Peut-être un jour serais-je capable de faire le portrait du rien. De la même façon qu'un peintre avait été capable de dessiner Le Meurtre du Commandeur. Mais il me faudrait du temps avant d'y parvenir. Je devais faire du temps mon allié.
Quand sa femme lui a annoncé qu'elle voulait divorcer, le narrateur, un jeune peintre en panne d'inspiration, a voyagé seul à travers le Japon. Et puis, il s'est installé dans la montagne dans une maison isolée, ancienne propriété d'un artiste de génie, Tomohiko Amada.
Un jour, le narrateur reçoit une proposition alléchante : faire le portrait de Wataru Menshiki, un riche homme d'affaires. Tandis que celui-ci pose comme modèle, le narrateur a du mal à se concentrer. Quelque chose chez Menshiki résiste à la représentation.
Une nuit, il découvre un tableau dans le grenier, une œuvre d'une grande violence, le meurtre d'un vieillard, comme tirée du Don Giovanni de Mozart. C'est Le Meurtre du Commandeur. Cette peinture obsède le narrateur. Et des choses étranges se produisent, comme si un autre monde s'était entrouvert. À qui se confier ? À Menshiki ? Mais peut-il vraiment lui faire confiance ?
Premier livre d'une œuvre exceptionnelle, dans la lignée du monumental 1Q84, un roman somme, ambitieux, profond. Deux tomes pour une odyssée initiatique étrange, inquiétante, envoûtante, où le maître Murakami dévoile ses obsessions les plus intimes.

Mon Commentaire

La lecture ce premier opus du "Meurtre du commandeur" nous donne l'occasion de retrouver tout ce qui fait le charme de l'univers du prolixe romancier Haruki Murakami, quelque part à mi-chemin entre les réflexions et sentiments intimes et le fantastique.

Pourtant, au départ, les soucis que rencontre le narrateur, un peintre devenu simple portraitiste de 36 ans, semblent bien issus du réel. Pour commencer, il fait face à un divorce rien que banal, puisqu'il est mis à la porte par son épouse Yuzu sans qu'il y ait de réelles explications, entraînant des désillusions et son errance de plusieurs mois en voiture à travers le Japon...Puis arrive le moment de l'installation provisoire au milieu de la montagne dans la maison de Tomohiko Amada, père de son ami et artiste de génie entré en maison médicalisée. A cela se rajoute la rencontre avec un riche homme d'affaires, cet élégant et étrange voisin, tour à tour généreux et plein de retenue, mais au passé extrêmement flou, Wataru Menshiki, qui va lui demander de réaliser son portrait. Mais l'inspiration du portraitiste d'antan ne fonctionne plus, comme si le fait de représenter Menshiki était comme bloqué...
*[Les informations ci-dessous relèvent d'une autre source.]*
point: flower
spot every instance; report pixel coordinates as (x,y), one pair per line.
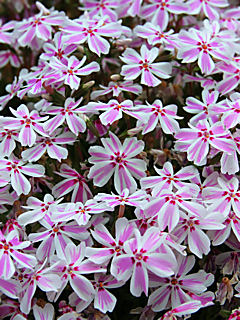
(142,64)
(118,159)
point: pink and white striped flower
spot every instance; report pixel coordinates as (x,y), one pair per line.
(159,10)
(166,179)
(191,227)
(17,169)
(55,236)
(142,255)
(209,8)
(197,140)
(70,71)
(72,267)
(198,45)
(11,251)
(142,64)
(92,32)
(36,209)
(116,88)
(112,248)
(40,277)
(79,212)
(224,197)
(181,287)
(113,110)
(73,181)
(68,113)
(50,145)
(157,113)
(27,122)
(118,159)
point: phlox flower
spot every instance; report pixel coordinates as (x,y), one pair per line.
(39,26)
(72,267)
(55,236)
(103,299)
(157,113)
(190,227)
(155,34)
(169,204)
(113,110)
(167,179)
(36,209)
(79,212)
(101,7)
(5,35)
(29,123)
(208,108)
(198,45)
(11,251)
(68,113)
(8,141)
(142,64)
(142,256)
(111,247)
(118,159)
(92,32)
(180,287)
(224,197)
(73,181)
(51,145)
(209,8)
(183,309)
(17,169)
(159,10)
(197,140)
(116,88)
(70,71)
(40,277)
(57,49)
(46,313)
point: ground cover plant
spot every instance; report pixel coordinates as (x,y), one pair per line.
(119,170)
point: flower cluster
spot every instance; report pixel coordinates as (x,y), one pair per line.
(119,170)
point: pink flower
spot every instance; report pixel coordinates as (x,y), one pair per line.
(70,71)
(17,170)
(72,267)
(142,64)
(27,122)
(113,110)
(36,209)
(68,113)
(11,250)
(197,140)
(55,236)
(166,179)
(39,26)
(159,10)
(92,31)
(118,159)
(50,145)
(179,287)
(46,313)
(155,113)
(141,256)
(57,49)
(41,277)
(73,181)
(116,88)
(101,7)
(79,212)
(209,8)
(198,45)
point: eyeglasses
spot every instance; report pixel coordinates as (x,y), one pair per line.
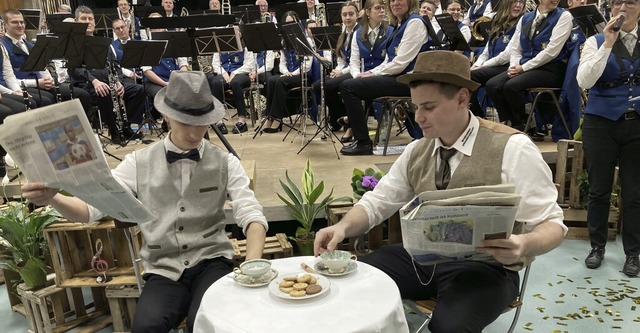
(629,3)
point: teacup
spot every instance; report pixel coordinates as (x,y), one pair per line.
(336,261)
(254,268)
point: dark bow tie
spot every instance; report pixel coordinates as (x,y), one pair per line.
(192,154)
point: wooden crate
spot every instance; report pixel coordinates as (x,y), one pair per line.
(72,247)
(277,246)
(387,232)
(54,309)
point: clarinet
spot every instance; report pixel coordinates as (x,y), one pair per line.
(25,97)
(118,103)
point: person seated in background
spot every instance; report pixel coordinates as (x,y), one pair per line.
(538,59)
(479,152)
(185,249)
(495,57)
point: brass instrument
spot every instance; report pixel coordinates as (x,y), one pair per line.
(118,104)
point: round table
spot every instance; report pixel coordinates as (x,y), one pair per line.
(364,301)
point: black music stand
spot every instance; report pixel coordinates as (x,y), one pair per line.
(260,37)
(450,29)
(589,19)
(247,13)
(31,18)
(299,7)
(136,54)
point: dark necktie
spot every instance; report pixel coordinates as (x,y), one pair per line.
(192,154)
(443,174)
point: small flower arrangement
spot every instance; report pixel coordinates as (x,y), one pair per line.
(364,181)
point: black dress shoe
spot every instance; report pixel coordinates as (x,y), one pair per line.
(360,147)
(631,266)
(595,257)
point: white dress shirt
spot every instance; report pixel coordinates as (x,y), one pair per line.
(593,60)
(415,35)
(559,35)
(244,205)
(522,165)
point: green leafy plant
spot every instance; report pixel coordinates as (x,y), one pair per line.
(305,205)
(26,250)
(364,181)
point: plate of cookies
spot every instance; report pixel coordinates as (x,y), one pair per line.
(299,286)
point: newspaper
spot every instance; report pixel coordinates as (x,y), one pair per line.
(56,145)
(447,225)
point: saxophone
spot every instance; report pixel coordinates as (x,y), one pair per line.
(118,104)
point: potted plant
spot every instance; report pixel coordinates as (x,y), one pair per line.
(305,205)
(26,249)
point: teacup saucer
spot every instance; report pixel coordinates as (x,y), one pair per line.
(247,281)
(352,266)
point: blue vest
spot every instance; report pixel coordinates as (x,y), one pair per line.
(17,58)
(165,67)
(231,60)
(499,43)
(531,48)
(292,59)
(392,45)
(372,58)
(473,16)
(613,102)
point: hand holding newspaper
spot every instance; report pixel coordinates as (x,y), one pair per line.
(55,145)
(447,225)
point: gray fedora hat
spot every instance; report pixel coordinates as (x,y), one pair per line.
(441,66)
(187,99)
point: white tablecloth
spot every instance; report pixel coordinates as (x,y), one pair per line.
(366,301)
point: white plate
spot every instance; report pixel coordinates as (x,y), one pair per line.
(352,266)
(246,281)
(274,286)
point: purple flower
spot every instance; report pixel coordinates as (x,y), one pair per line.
(369,182)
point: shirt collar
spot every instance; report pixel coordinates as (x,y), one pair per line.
(465,142)
(169,146)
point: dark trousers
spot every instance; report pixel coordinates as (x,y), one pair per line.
(237,84)
(164,303)
(507,93)
(482,75)
(470,295)
(609,143)
(354,91)
(278,87)
(332,98)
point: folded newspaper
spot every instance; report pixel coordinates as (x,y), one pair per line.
(447,225)
(56,145)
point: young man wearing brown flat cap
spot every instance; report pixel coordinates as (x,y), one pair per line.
(184,180)
(458,150)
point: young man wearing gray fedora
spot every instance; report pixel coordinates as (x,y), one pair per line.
(184,180)
(458,150)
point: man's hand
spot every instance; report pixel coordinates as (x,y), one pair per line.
(38,194)
(327,239)
(506,251)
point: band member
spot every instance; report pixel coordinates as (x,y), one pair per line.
(348,13)
(611,131)
(96,82)
(495,56)
(407,39)
(538,54)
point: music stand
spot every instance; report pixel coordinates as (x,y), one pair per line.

Comme pour chaque roman, les références historiques et culturelles sont nombreuses et qualitatives, notamment lors de l'approche de cette toile, "le Meurtre du Commandeur", qui va se trouver être le point de relation entre le réel et l'imaginaire, le réel et 'les idées', idées qui vont même prendre forme humaine devant les yeux du narrateur.

On peut d'ailleurs féliciter chaleureusement la traductrice du roman (Hélène Morita) pour avoir su trouver les bonnes expressions souvent cocasses avec lesquelles Le Commandeur, ce personnage incarnant les idées s'exprime...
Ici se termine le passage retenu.